Zunächst entscheidet Ihr Kardiologe anhand der gesammelten Befunde, ob eine Behandlung notwendig ist oder nicht. Ist eine Therapie unumgänglich, werden in der Regel im fortgeschritten Fall, wenn die Katze einen Pleuralerguss oder ein Lungenödem hat, mit Entwässerungsmedikamenten (Diuretika) und einem ACE-Hemmer behandelt. Daneben werden Herzfrequenz senkende Medikamente (in der Regel Beta-Blocker oder Kalzium-Kanal Blocker) verabreicht, wenn Herzrhythmusstörungen vorliegen. In einigen Fällen wird zudem Pimobendan verabreicht.

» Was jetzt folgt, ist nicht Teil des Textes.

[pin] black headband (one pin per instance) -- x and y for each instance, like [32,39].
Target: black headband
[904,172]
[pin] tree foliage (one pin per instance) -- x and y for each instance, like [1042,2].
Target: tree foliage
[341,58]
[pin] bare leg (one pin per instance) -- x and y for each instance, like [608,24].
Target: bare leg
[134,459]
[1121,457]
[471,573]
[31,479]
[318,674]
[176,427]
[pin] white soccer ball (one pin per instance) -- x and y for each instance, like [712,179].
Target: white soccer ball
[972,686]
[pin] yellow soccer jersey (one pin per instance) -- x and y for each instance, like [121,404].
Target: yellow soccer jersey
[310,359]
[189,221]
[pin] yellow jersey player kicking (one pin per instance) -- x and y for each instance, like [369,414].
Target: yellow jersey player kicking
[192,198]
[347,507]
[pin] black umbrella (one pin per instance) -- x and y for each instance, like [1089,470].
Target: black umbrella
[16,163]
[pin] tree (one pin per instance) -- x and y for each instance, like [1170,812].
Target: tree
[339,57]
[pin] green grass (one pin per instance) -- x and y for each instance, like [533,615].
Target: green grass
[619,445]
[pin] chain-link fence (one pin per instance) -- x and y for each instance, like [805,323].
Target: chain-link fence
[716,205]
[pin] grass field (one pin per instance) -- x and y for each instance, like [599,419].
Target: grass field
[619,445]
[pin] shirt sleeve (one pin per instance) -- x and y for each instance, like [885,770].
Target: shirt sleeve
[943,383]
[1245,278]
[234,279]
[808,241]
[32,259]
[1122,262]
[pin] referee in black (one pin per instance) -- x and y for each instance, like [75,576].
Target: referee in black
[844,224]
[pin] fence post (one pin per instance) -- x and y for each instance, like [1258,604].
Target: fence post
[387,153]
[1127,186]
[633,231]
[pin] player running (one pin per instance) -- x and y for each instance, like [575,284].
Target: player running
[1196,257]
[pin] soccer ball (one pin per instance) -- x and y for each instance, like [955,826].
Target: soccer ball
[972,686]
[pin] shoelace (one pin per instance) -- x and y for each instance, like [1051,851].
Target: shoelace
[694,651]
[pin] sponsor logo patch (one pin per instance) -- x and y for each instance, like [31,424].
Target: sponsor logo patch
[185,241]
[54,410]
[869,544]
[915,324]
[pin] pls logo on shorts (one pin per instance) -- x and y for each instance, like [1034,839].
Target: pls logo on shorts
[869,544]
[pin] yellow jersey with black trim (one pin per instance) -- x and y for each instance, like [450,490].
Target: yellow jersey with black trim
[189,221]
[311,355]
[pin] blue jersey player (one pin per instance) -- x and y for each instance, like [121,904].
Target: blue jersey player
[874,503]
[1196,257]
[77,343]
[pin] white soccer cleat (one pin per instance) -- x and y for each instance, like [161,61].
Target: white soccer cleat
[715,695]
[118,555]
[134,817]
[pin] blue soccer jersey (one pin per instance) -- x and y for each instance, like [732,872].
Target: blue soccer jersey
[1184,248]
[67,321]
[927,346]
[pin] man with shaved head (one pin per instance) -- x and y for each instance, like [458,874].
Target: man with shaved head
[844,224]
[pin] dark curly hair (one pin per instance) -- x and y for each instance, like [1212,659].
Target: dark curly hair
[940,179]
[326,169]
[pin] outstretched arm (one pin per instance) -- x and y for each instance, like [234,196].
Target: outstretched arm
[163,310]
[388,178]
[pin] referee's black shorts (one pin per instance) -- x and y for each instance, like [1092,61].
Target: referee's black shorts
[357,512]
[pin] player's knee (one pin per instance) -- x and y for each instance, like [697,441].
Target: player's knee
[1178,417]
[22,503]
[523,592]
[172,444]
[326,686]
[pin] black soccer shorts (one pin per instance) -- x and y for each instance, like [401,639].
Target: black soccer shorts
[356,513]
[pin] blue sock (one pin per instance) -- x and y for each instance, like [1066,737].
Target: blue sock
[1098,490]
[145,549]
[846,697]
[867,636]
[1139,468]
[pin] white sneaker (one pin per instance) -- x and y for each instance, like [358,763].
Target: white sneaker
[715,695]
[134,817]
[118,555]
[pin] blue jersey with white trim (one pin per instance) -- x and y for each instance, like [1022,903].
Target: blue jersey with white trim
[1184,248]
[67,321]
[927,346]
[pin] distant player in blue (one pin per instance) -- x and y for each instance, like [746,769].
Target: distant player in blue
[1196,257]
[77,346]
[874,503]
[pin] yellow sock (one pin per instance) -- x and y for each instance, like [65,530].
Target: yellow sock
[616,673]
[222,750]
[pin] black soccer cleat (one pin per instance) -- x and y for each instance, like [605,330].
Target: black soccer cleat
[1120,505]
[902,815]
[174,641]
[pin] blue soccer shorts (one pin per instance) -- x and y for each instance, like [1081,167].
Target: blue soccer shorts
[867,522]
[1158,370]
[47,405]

Um die gefürchteten Thromboembolien zu vermeiden, werden gelegentlich Aspirin, Warfarin u.a. Medikamente eingesetzt. Allerdings sind diese nicht sehr erfolgreich in der Vermeidung von Throboembolien. Das momentan beste Medikament ist ein „Clopidogrel“, welches in Tablettenform verabreicht werden kann.
Daneben gibt es das "Low-molecular-weight" Heparin, was aber täglich vom Besitzer gespritzt werden muss. Da die Injektionen mit einer Insulinspritze unter die Haut gegeben werden, ist dies für die Katze nicht schmerzhaft und kann deshalb vom Besitzer durchgeführt werden.

Bei Katzen gibt es keine Standardtherapie für RCM, sondern die Therapie wird auf das jeweilige Tier, das Stadium der Erkrankung, sowie speziellen Erwägungen zufolge auf den einzelnen Patienten hin zugeschnitten.

 

Wie ist die Prognose?

Die Prognose ist abhängig vom Schweregrad Erkrankung, auftretenden Komplikationen, sowie vom Ansprechen des Tieres auf die Medikamente. Gerade Katzen reagieren beim letztgenannten Punkt sehr individuell, was eine genaue Prognosestellung unmöglich macht. Das Auftreten von Thrombembolien ist ein prognostisch überaus ungünstiges Zeichen.